The 30-year-old Cat, who celebrates his 200th game on Saturday night, has been the key to a defence widely recognised as the best in the business.
Thompson was effusive in his praise of the rebounding full back.
“I’ve never really seen a defender play the way he has, and he’s probably made it a little bit harder for the modern defender of the future trying to play like him.”
Scarlett averages 16 possessions a game this year, including 32 a fortnight ago against the Bulldogs.
Thompson said Scarlett’s attacking style went beyond what he thought capable for a player whose job it is to stop the opposition’s best forward.
“He’s certainly taken it as far as we could possibly have ever imagined it could have been taken,” he said.
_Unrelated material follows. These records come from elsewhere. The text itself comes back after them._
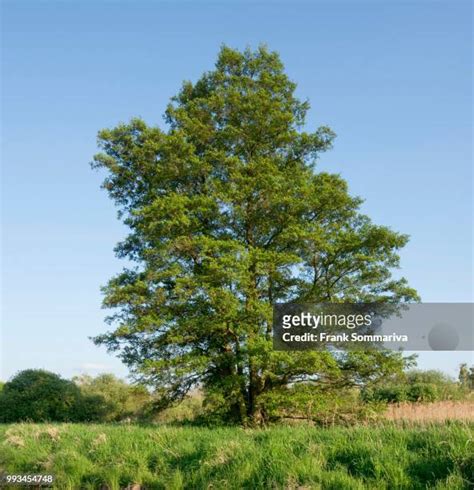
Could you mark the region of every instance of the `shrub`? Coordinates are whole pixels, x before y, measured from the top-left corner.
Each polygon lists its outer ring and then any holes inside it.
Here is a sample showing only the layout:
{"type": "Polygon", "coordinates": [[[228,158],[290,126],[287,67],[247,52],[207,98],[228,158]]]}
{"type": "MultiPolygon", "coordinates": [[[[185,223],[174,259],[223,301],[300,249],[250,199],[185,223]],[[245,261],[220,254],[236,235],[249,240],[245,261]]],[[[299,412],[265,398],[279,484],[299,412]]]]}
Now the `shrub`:
{"type": "Polygon", "coordinates": [[[428,369],[427,371],[412,369],[405,374],[405,379],[408,384],[429,383],[437,386],[446,384],[455,385],[450,376],[435,369],[428,369]]]}
{"type": "Polygon", "coordinates": [[[365,387],[361,396],[366,402],[434,402],[460,400],[465,398],[465,390],[440,371],[413,370],[384,385],[365,387]]]}
{"type": "Polygon", "coordinates": [[[276,394],[272,394],[272,398],[265,400],[269,407],[268,418],[272,422],[297,423],[298,420],[306,420],[321,426],[351,425],[376,417],[381,409],[375,400],[360,403],[359,393],[355,389],[325,392],[314,385],[301,384],[284,390],[291,396],[284,393],[278,399],[276,394]]]}
{"type": "Polygon", "coordinates": [[[203,394],[200,391],[194,391],[177,405],[152,414],[150,419],[159,423],[199,422],[204,418],[203,415],[203,394]]]}
{"type": "Polygon", "coordinates": [[[434,402],[439,399],[438,387],[434,383],[415,383],[408,387],[409,402],[434,402]]]}
{"type": "Polygon", "coordinates": [[[148,391],[112,374],[75,382],[41,369],[21,371],[0,387],[0,422],[108,422],[138,417],[148,391]]]}
{"type": "Polygon", "coordinates": [[[107,420],[110,404],[101,395],[81,393],[76,404],[74,419],[77,422],[103,422],[107,420]]]}
{"type": "Polygon", "coordinates": [[[363,399],[366,402],[401,403],[407,400],[406,387],[402,385],[388,385],[365,390],[363,399]]]}
{"type": "Polygon", "coordinates": [[[111,422],[137,418],[150,401],[146,388],[129,385],[113,374],[100,374],[95,378],[83,375],[73,380],[82,395],[79,407],[82,420],[111,422]]]}
{"type": "Polygon", "coordinates": [[[73,421],[80,391],[71,381],[41,369],[21,371],[0,393],[0,422],[73,421]]]}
“I would never have thought he would ever have got up to 30 possessions in a game of footy like he has at times.”
The three-time All Australian, who made his debut against Essendon – the team he supported as kid – in round 22, 1998, has missed only nine games in the past nine seasons. He has been the heartbeat of a backline that led the league last year and is doing likewise in 2008.
Thompson said marriage, and the birth of Scarlett’s second child, had matured the player some have compared to full back of the 20th century Stephen Silvagni.
Scarlett will become the 23rd Geelong player to reach 200 games.